One solution could be smaller vehicles like vans, and partnerships with private companies to supplement door-to-door service, he said.
Over a 10-year period, with “status quo funding,” HART plans to improve some of its 23 park and ride lots, improve bus frequency and weekend service and add new van-based routes, including one in New Tampa in 2016. It would also add new circulator bus routes in the South Shore area and new HARTFlex zones, which offer door-to-door van service.
In its “vision plan,” which includes $30 million annually from a half-cent sales tax increase, bus frequency would improve on seven local routes, five new HARTFlex zones would come on line and service to MacDill Air Force Base would improve, Sandusky said.
Hillsborough County would get three new MetroRapid routes - routes on which buses make few stops - and six new local routes, including one from FishHawk Ranch in eastern Hillsborough County, one from Lithia Pinecrest Road and Bloomingdale Avenue in Brandon to downtown Tampa and one from Brandon to the University of South Florida, among others; and HART would consolidate its smaller park and ride lots to create seven regional lots.

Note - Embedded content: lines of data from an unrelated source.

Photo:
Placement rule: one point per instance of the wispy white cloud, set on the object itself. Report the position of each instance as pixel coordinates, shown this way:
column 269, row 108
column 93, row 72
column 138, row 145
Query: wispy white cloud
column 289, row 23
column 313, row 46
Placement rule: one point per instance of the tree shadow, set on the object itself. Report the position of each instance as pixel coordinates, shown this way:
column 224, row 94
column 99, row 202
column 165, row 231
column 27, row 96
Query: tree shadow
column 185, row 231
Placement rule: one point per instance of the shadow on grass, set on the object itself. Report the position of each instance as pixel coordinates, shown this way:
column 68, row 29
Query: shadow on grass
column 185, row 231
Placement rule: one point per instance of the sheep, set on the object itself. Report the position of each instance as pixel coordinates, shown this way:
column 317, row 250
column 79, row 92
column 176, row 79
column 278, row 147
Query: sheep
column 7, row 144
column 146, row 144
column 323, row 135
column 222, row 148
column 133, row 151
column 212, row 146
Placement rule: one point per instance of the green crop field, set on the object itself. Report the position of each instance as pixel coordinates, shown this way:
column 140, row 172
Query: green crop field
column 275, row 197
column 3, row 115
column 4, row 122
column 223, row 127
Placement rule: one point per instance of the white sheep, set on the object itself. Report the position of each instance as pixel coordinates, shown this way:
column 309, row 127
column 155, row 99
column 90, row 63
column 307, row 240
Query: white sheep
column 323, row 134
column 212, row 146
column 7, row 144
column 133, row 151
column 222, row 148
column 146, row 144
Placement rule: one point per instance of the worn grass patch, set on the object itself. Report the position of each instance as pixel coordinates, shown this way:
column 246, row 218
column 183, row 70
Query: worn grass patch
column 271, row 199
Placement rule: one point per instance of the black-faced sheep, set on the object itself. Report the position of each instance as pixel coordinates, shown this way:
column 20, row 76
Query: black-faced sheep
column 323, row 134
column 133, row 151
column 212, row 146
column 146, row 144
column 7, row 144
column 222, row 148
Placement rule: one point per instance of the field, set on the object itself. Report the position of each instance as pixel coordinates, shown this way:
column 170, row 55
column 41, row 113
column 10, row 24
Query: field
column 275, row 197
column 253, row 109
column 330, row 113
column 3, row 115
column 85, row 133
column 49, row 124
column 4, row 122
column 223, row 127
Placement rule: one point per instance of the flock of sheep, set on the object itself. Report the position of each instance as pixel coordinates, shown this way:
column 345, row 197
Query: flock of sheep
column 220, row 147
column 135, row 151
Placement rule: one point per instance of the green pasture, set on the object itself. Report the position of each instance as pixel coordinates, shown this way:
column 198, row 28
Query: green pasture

Under the plan with the extra money from the sales tax, HART would add nine HARTFlex zones; nine commuter express routes, satellite maintenance yards and purchase more buses and vans, Sandusky said.
“This plan is not done,” he said. “It’s very important we have integrated input from those 36 meetings. We want to hear what people think.”
Eagan noted that the overall county transportation plan could also include a modernized streetcar in downtown Tampa and Bus Rapid Transit routes in the county, where buses travel in exclusive lanes to avoid traffic.
Eagan said it is critical that whatever HART plans, it meshes with the overall county transportation plan.
“This is one of the most important documents I’ve held sitting on the HART Board,’’ said HART Commissioner John Melendez . “It is a leadership document that allows us to go out and say HART is articulating what it can do with the status quo and what it can do if there is a referendum passed. People need to make an informed vote.”
The most important part of the conversation is for voters to know that without new funding, the transportation issue remains in gridlock, said County Commission Chair Sandy Murman, who sits on the HART Board. “Because that’s what happens if we don’t go forward.”
To see a complete list of public meetings scheduled through Labor Day, go to www.gohart.org.